The underlying problem with breakpoints in constructors was that gcc generates two distinct function bodies for a constructor. One is a regular one that constructs the entire object, including all bases. Another one constructs everything except for virtual base classes. As it happens, gcc emits both constructors even for classes that have no virtual bases at all. GDB was not prepared that a given function name or source line corresponds to several addresses in program, so it picks one. And usually it picked the wrong one.
Constructor is the most common case, but is not the only one. If you set a breakpoint in a function template, you can have multiple template instantiations that correspond to a source line. An inline function can be inlined in multiple places, and lead to exactly the same problem.

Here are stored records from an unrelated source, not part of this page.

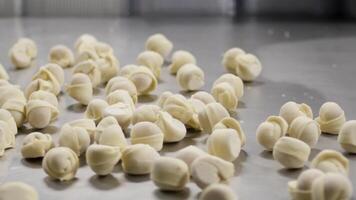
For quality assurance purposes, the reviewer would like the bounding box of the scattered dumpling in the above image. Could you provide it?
[0,63,10,80]
[315,102,346,135]
[151,157,190,191]
[198,103,230,133]
[66,73,93,105]
[21,132,54,158]
[131,122,164,151]
[273,136,310,169]
[256,116,288,151]
[156,111,187,142]
[105,76,137,104]
[121,144,160,175]
[73,60,101,87]
[191,155,235,189]
[169,50,196,74]
[48,45,74,68]
[177,64,205,91]
[235,54,262,81]
[84,99,109,123]
[222,47,245,73]
[42,147,79,181]
[213,117,246,146]
[58,124,90,157]
[86,144,121,176]
[9,38,37,69]
[95,123,127,151]
[279,101,313,125]
[145,33,173,58]
[288,116,321,147]
[128,67,157,95]
[211,74,244,111]
[207,128,241,161]
[163,94,200,129]
[337,120,356,153]
[132,104,161,124]
[137,51,163,79]
[311,149,349,175]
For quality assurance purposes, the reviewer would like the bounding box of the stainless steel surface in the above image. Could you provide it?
[0,18,356,200]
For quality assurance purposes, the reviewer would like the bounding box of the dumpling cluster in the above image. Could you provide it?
[222,48,262,81]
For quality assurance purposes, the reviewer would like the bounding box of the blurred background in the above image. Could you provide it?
[0,0,356,19]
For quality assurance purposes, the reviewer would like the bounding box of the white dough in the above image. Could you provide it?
[42,147,79,181]
[121,144,160,175]
[273,136,310,169]
[151,157,190,191]
[21,132,54,158]
[131,122,164,151]
[86,144,121,176]
[177,64,205,91]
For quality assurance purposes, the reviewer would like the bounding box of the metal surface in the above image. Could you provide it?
[0,18,356,200]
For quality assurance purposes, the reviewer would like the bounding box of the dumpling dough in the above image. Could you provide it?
[105,76,137,104]
[132,105,161,124]
[0,63,10,80]
[26,99,59,128]
[131,122,164,151]
[190,91,216,105]
[199,103,230,133]
[310,149,349,175]
[207,128,241,161]
[0,108,17,135]
[213,117,246,146]
[42,147,79,181]
[68,118,96,143]
[104,102,133,130]
[128,66,157,95]
[137,51,163,79]
[177,64,205,91]
[66,73,93,105]
[9,38,37,69]
[337,120,356,153]
[211,74,244,111]
[311,173,352,200]
[199,183,237,200]
[151,157,190,191]
[315,102,346,135]
[21,132,54,158]
[163,94,200,129]
[222,47,246,73]
[288,116,321,147]
[0,182,39,200]
[95,123,127,151]
[84,99,109,123]
[191,155,235,189]
[273,136,310,169]
[58,124,90,157]
[145,33,173,58]
[235,54,262,81]
[156,111,187,143]
[279,101,313,125]
[174,145,208,170]
[86,144,121,176]
[169,50,196,74]
[106,90,135,111]
[48,45,74,68]
[288,169,324,200]
[256,116,288,151]
[73,60,101,87]
[121,144,160,175]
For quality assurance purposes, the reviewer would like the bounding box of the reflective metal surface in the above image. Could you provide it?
[0,18,356,200]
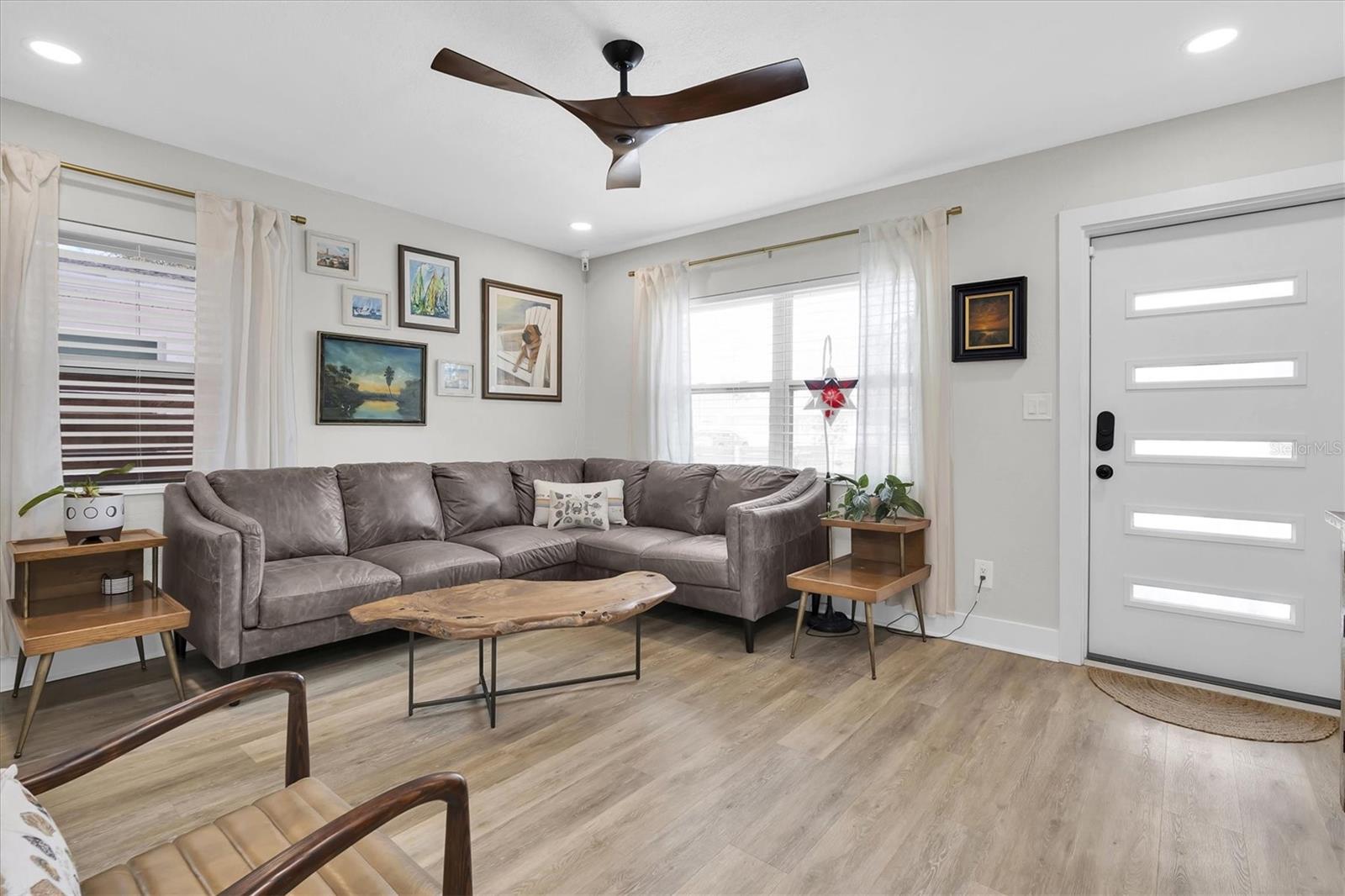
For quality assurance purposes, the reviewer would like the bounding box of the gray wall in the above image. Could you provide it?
[585,75,1345,641]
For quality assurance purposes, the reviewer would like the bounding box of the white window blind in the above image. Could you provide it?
[58,220,197,486]
[691,277,863,473]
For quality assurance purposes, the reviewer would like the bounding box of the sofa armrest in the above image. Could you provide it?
[184,471,266,628]
[725,470,825,619]
[164,484,244,668]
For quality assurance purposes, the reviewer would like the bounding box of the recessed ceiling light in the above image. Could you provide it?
[1186,29,1237,52]
[29,40,81,66]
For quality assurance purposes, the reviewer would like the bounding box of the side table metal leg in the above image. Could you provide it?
[9,650,29,697]
[13,654,55,759]
[863,600,878,681]
[789,591,809,659]
[910,585,926,640]
[161,631,187,704]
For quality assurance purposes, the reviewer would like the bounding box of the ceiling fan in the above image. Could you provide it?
[430,40,809,190]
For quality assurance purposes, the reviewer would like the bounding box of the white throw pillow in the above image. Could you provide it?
[533,479,625,526]
[0,766,79,896]
[547,483,612,531]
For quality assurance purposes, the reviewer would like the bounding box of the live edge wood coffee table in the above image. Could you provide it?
[350,572,674,728]
[785,518,930,679]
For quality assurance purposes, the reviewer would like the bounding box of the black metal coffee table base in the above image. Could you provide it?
[406,614,641,728]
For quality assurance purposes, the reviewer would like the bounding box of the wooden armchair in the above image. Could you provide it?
[20,672,472,896]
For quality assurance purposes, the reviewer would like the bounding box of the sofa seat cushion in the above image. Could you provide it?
[257,556,402,628]
[81,777,440,896]
[351,540,500,594]
[641,535,731,588]
[453,526,576,578]
[576,526,691,572]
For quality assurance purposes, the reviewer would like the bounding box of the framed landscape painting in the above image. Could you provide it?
[952,277,1027,361]
[482,280,561,401]
[397,246,459,332]
[340,287,393,329]
[304,230,359,280]
[318,332,426,426]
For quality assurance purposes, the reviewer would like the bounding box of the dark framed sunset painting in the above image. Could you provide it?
[952,277,1027,362]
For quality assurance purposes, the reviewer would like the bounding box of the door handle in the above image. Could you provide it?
[1094,410,1116,449]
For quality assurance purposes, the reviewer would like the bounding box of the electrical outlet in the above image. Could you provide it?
[971,560,995,591]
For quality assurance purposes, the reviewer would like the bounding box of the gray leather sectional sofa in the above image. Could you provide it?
[163,457,825,676]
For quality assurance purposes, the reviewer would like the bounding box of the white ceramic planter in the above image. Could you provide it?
[66,493,125,545]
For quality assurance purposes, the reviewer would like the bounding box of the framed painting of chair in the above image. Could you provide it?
[482,280,561,401]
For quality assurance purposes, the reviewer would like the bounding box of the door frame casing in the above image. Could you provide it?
[1056,160,1345,665]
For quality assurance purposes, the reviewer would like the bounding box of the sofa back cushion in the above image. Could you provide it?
[509,457,583,524]
[206,466,345,560]
[583,457,650,526]
[704,464,799,535]
[435,460,520,538]
[641,460,715,535]
[336,461,444,553]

The solution, obviously, is to teach GDB that a breakpoint can correspond to several addresses, and then create multiple-location breakpoints when needed. Now, whenever a user creates a breakpoint that resolves to a source line, GDB traverses line tables for all modules, and if it finds another address for the same line, that address is added to breakpoint. For a template or inline function, you can end up with quite a lot of locations, so you can review list of locations, and disable the unwanted ones.
The nicest bit of this is interaction with shared libraries. Say, you've set a breakpoint inside function template. If you load a new shared library, and it contains an instantiation of that function template, a new location will be added to the breakpoint, transparently. If a library is unloaded, the location will become 'pending', until you load the library back.
The side effect of this work was a serious improvement in the way breakpoints in shared libraries work, but that's a topic for another post.